After selecting the desired options from the "Options"
menu, the regression can be performed by selecting "Compute
Regression..." from the "Perform Fit" menu. Once performed, a
text window will open, showing the results of the regression.
After performing the regression, the independent and dependent check
boxes in the least squares window will no longer be changeable.
Also, the "Options" menu associated with this regression will
be deactivated. The results window can be closed at any time;
to reopen the results, simply select the "Compute Regression..." menu
item again.
Options
Variances
The least squares fit allows for two types of variances to be computed
for output. The Ordinary
Least Squares variances are determined from the product of
the variance of the residuals and the solution matrix, (X'X)-1.

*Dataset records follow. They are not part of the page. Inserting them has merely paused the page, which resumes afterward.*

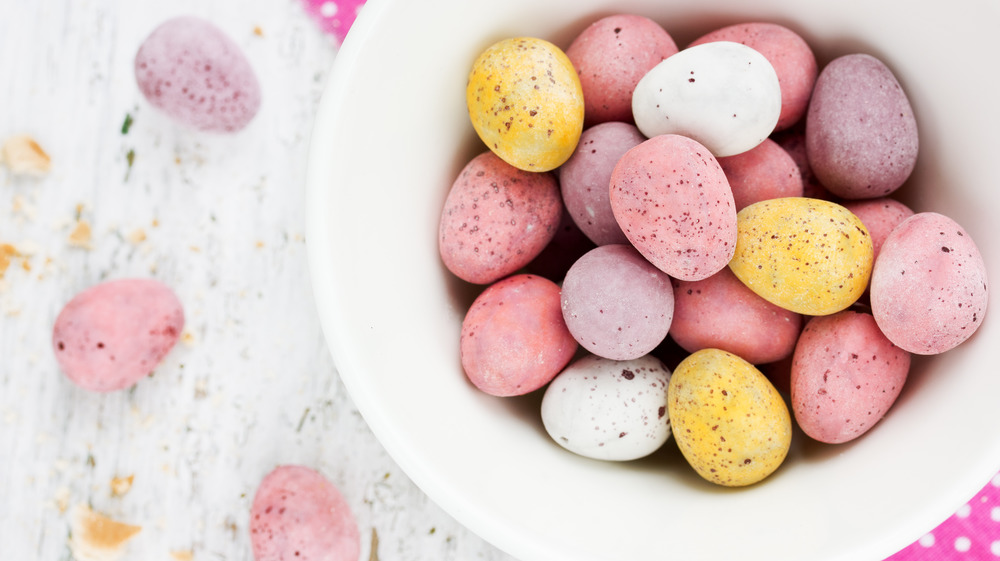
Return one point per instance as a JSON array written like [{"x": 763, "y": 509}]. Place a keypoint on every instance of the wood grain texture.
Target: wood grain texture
[{"x": 220, "y": 219}]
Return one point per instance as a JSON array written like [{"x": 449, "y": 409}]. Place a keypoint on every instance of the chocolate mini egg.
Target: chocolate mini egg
[
  {"x": 526, "y": 103},
  {"x": 809, "y": 256},
  {"x": 609, "y": 409},
  {"x": 725, "y": 95},
  {"x": 729, "y": 422},
  {"x": 929, "y": 287}
]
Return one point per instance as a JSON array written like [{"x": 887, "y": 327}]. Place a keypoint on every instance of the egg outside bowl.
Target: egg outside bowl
[{"x": 392, "y": 134}]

The White's Robust Variance Estimates
compute the variances based on a more conservative equation.
Include Constant
By unchecking this box, the constant term is omitted from the
regression procedure.
Ignore Matrix Condition
Selecting this option disables the
safety check for matrix conditioning prior to attempting to solve the
least-squares problem. More information can be found on the Condition page.
The solution matrix tends to appear poorly condition when
colinearity
exists in series. The consequence of proceeding when
conditioning is
poor can range from highly-biased results to complete software failure.
This option, however, tends to be common when dealing with
Two-Stage Least Squares Fits due to the occurrence of correlated
explanatory variables often appearing during the Stage 1 regression(s).
Output
The two-stage least squares fit will generate a table of coefficient values as
well as the errors associated with each. The results of the
fit, including the R2 value are also output.
Independent variables that are not marked as instruments will be labeled with a "_HAT"
suffix, denoting that a proxy variable was used in stage 2 of the
regression process. An example from a least squares fit is shown
below:
Results of the Two-Stage Least Squares Regression
Regression Variable: CO
---------------------------------------------------------------
Sum Squared of the Residuals: 3.3633E04
Standard Error of the Fit : 34.6582
R-Squared Value : 0.99723
Adjusted R-Squared Value : 0.99703
---------------------------------------------------------------
Constant: -145.29034 Std Err: 29.87929 t-Score: -4.86258
Coef 0 (CO_lagged): 0.0308
Std Err: 0.02789
t-Score: 1.10442
Coef 1 (YD_HAT): 0.91049 Std
Err: 0.03041 t-Score:
29.93612
Further information can be generated after the regression. By
selecting "Generate Column Data" from the "Perform Fit" menu, the
estimated dependent variable data will be output as a new variable in
the Data window. The resulting covariance matrix can be
viewed by selecting "View Covariance Matrix..." from the "Supporting
Data Menu." The residuals from the regression can also be
output to the Data window as a new variable by selecting "Output
Residuals to Column" from the "Supporting Data Menu."
Method
The Two-Stage Least Squares Fit makes use of the Least Squares Fit procedure
for each stage. In stage 1, any endogenous,
non-instrument variables are regressed against all instruments.
The resulting regressions from stage 1 are used to generate
complete proxy variables, which are used in the stage 2 regression.
All residuals are recomputed with respect to the true variables
(not the proxy variables); these residuals are used in the calculation
of the covariance matrix and all derived values.